Demographic and exposure characteristics as predictors of serum per- and polyfluoroalkyl substances (PFASs) levels - A community-level biomonitoring project in Pennsylvania

By Anil S Nair, Ma Zhen-Qiang, Sharon M Watkins, and Susan S Wood
Int J Hyg Environ Health
October 13, 2020
DOI: 10.1016/j.ijheh.2020.113631

Per- and polyfluoroalkyl substances (PFASs) are widely used in industrial and consumer products and have been linked to various adverse health effects. Communities near two former military bases in Pennsylvania were exposed to PFAS through contaminated drinking water for several decades. The Pennsylvania Department of Health (DOH) conducted biomonitoring of 235 randomly selected community members living in four public water system (PWS) service areas to evaluate a toolkit developed by the Centers for Disease Control and Prevention (CDC) and the Agency for Toxic Substances and Disease Registry (ATSDR).
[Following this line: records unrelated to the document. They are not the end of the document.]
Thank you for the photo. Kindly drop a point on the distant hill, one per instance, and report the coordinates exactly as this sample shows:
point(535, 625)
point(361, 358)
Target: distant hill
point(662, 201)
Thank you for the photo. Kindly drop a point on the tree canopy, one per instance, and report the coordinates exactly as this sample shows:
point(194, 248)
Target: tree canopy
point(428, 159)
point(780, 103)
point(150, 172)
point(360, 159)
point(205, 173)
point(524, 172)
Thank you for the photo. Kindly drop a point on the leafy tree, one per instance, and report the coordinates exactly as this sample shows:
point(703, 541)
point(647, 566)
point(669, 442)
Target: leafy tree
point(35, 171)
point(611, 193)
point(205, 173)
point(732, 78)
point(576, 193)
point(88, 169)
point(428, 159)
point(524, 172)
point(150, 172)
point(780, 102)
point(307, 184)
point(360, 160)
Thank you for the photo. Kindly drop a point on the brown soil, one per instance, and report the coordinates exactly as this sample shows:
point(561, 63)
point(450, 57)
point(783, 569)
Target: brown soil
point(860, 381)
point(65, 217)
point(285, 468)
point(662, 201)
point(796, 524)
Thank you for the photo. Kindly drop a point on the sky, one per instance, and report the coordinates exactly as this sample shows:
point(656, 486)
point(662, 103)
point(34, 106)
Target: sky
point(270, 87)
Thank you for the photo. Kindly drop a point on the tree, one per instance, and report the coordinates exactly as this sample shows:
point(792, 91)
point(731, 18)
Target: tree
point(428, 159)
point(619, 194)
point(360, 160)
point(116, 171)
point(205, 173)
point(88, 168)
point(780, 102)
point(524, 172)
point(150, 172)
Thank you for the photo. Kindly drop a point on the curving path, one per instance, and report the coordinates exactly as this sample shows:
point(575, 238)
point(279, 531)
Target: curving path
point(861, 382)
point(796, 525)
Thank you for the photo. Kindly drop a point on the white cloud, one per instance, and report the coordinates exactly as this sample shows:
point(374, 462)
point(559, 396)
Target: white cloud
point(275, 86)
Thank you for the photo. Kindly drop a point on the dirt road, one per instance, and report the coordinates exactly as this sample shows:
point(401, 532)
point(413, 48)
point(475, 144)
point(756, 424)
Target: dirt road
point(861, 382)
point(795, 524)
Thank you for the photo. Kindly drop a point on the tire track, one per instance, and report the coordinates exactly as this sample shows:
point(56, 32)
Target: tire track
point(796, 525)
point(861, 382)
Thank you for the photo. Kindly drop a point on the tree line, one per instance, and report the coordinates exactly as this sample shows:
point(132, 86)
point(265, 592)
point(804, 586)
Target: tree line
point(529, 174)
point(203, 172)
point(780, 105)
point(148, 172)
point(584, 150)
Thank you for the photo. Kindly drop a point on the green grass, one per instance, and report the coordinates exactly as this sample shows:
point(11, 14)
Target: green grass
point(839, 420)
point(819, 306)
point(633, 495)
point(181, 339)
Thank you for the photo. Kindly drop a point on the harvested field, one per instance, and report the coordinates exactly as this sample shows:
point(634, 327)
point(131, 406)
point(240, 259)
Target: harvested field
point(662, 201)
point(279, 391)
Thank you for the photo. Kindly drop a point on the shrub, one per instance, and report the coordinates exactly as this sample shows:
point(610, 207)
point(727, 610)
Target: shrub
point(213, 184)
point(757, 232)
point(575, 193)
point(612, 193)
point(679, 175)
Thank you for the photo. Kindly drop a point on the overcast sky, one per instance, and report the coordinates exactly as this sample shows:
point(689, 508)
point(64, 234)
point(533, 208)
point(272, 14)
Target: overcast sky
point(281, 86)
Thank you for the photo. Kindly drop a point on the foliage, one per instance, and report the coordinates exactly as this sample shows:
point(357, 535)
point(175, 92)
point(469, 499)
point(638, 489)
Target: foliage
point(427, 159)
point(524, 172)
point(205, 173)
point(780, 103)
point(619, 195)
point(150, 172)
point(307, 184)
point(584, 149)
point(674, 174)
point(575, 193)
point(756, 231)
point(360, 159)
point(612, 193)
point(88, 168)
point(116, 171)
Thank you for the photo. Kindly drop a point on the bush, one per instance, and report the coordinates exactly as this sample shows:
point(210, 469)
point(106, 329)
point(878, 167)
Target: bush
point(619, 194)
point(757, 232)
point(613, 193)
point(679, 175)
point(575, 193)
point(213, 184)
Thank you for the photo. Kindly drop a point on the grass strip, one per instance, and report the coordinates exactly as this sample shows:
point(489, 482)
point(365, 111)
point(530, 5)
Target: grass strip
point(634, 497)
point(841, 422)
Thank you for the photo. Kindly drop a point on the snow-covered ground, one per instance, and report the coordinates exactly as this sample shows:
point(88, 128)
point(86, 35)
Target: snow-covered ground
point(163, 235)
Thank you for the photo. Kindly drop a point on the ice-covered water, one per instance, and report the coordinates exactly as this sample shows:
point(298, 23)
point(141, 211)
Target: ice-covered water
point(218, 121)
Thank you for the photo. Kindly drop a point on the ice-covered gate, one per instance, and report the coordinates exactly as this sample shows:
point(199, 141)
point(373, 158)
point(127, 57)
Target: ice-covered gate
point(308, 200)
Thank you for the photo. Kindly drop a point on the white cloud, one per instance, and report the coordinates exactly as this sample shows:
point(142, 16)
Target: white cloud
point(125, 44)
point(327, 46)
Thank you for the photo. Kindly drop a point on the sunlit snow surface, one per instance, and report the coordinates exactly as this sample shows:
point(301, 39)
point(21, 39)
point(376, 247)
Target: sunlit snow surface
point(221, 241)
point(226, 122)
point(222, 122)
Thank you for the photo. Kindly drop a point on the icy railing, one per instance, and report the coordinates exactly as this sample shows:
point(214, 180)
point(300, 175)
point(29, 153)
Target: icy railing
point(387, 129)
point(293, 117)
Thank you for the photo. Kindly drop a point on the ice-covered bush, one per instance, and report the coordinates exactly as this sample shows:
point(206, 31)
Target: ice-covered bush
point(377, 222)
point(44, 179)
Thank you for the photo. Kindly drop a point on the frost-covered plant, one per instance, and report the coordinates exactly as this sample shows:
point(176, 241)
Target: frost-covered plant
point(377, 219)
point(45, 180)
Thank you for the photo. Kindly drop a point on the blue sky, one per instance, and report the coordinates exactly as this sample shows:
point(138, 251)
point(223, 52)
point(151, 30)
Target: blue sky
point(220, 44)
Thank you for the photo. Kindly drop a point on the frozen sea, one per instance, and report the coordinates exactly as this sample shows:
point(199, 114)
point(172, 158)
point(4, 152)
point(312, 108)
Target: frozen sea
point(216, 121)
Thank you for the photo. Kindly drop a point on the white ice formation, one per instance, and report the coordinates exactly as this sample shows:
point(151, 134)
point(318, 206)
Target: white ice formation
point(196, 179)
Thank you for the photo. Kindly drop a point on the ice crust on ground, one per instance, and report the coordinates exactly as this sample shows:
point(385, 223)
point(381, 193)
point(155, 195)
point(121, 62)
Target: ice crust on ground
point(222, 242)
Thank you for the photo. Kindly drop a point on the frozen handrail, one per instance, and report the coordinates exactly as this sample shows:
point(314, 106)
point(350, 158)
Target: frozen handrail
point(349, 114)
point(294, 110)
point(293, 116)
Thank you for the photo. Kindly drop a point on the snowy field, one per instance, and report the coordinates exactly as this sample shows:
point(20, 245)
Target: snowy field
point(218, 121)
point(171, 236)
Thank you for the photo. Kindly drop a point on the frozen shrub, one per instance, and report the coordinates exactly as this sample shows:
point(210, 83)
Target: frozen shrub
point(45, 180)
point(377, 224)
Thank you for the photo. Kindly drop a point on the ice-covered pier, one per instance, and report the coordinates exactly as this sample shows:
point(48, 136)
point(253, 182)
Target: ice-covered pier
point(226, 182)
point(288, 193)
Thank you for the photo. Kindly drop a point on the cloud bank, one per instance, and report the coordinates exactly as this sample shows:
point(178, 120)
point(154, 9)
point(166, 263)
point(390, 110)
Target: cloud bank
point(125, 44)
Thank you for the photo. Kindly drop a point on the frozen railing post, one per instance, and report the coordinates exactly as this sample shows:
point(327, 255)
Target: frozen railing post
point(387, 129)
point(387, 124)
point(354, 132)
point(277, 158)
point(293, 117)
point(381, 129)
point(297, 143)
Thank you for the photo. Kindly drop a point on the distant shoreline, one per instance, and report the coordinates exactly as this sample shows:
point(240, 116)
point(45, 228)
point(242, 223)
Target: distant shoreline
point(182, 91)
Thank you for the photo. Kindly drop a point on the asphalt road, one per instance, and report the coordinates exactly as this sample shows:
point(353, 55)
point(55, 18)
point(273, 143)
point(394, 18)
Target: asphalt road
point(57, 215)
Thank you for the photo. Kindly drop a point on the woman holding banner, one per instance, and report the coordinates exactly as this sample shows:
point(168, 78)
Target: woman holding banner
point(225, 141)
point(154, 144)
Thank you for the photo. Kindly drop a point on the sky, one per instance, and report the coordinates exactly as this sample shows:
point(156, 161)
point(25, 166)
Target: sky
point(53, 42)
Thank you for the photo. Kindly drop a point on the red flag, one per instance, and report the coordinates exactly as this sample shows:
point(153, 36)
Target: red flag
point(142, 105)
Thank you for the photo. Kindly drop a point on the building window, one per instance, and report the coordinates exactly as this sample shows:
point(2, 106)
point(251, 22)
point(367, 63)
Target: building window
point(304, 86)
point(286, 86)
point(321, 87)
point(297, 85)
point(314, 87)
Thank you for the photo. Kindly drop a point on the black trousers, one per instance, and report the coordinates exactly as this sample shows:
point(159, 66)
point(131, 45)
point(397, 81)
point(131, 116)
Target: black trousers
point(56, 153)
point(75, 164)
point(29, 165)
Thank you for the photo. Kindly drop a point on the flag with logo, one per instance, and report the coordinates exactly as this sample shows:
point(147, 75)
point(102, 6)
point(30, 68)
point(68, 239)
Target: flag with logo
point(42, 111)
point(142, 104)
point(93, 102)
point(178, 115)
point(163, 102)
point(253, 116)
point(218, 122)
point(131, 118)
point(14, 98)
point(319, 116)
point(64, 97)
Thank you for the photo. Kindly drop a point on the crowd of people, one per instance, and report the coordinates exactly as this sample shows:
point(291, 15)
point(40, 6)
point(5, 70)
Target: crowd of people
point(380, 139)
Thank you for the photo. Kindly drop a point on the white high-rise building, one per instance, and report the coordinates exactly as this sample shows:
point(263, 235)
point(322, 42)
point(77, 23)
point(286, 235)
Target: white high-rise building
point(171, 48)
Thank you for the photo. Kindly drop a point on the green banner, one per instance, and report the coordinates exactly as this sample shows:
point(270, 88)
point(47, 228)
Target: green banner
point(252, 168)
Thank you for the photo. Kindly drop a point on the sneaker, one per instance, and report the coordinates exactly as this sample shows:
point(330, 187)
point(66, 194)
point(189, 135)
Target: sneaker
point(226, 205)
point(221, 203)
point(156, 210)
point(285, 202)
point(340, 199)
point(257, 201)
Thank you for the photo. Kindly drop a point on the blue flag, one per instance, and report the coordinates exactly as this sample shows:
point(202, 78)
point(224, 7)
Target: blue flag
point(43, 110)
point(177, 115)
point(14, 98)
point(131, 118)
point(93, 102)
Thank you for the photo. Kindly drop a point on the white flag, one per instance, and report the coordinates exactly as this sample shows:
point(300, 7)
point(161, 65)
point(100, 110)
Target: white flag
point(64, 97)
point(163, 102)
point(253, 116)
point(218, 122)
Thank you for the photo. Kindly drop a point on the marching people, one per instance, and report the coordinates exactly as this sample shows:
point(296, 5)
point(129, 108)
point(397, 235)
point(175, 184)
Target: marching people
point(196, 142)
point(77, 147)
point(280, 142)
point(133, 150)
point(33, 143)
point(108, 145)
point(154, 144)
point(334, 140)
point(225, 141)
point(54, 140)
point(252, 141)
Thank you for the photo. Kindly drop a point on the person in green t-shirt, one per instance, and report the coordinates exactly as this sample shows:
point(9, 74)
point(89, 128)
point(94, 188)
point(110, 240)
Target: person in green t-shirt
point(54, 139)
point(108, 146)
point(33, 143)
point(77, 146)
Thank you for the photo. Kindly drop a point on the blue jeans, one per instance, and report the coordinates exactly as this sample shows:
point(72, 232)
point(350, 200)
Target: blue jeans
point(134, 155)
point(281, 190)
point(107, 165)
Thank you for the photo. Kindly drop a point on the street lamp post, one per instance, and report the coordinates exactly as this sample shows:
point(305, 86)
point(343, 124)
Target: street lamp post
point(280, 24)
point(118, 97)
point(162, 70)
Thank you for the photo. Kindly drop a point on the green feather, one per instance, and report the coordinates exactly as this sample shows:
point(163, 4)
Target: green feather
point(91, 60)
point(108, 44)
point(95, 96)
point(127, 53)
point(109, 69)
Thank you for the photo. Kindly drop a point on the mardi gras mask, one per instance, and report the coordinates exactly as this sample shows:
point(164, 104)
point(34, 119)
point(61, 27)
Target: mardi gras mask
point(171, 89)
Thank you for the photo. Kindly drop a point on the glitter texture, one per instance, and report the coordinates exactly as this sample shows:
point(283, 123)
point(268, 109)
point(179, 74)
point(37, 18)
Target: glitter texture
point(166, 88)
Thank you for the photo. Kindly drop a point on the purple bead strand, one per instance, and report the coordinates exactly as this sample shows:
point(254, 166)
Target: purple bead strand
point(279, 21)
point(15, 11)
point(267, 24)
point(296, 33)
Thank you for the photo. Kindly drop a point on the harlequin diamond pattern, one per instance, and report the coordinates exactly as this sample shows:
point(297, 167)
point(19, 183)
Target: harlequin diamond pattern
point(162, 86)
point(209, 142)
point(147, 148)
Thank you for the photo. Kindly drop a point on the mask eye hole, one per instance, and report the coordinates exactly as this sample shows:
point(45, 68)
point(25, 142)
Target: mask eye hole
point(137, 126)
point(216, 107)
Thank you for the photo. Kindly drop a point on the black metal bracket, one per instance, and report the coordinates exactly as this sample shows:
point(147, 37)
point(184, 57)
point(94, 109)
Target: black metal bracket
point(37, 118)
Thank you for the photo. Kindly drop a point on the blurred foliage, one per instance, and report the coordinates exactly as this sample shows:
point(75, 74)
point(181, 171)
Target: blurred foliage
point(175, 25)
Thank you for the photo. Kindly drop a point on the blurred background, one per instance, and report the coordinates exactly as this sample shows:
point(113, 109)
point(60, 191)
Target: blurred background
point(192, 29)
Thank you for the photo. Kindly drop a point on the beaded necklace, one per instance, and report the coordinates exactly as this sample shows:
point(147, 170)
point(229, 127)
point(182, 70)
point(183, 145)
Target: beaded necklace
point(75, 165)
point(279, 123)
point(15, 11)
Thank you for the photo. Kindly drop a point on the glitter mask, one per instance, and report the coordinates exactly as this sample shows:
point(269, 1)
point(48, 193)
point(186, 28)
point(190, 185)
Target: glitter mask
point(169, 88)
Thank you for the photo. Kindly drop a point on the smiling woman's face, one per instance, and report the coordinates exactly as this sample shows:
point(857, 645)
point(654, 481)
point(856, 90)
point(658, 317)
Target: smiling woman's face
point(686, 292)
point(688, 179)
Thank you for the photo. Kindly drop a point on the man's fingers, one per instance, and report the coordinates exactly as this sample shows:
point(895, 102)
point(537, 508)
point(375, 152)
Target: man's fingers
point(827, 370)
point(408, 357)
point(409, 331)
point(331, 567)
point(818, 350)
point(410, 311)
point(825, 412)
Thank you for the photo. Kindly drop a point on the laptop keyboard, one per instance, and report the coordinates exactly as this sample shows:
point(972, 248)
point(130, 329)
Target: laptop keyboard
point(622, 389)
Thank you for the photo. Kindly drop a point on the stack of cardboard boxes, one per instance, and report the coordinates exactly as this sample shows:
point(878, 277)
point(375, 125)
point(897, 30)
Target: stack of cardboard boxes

DOH also collected data on participants' demographics, exposure history and self-reported health conditions. Serum PFAS levels were compared with the national averages for 2013-2014 and their relationships with demographic and exposure characteristics were analyzed. Of the 11 PFASs analyzed for, only perfluorooctanoic acid (PFOA), perfluorooctanesulfonic acid (PFOS), perfluorohexanesulfonic acid (PFHxS) and perfluorononanoic acid (PFNA) were consistently detected in the serum samples. The average levels of PFOA, PFOS, PFHxS and PFNA among the study participants were 3.13, 10.24, 6.64 and 0.74 μg per liter (μg/L), respectively. Overall, 75, 81, 94 and 59 percent of the study participants had levels exceeding the national average for PFOA (1.94 μg/L), PFOS (4.99 μg/L), PFHxS (1.35 μg/L) and PFNA (0.66 μg/L), respectively. Results indicated associations between serum levels of some PFAS compounds and sex, age, employment in the study area, PWS area, quantity of daily tap water consumption, and length of residence in the study area.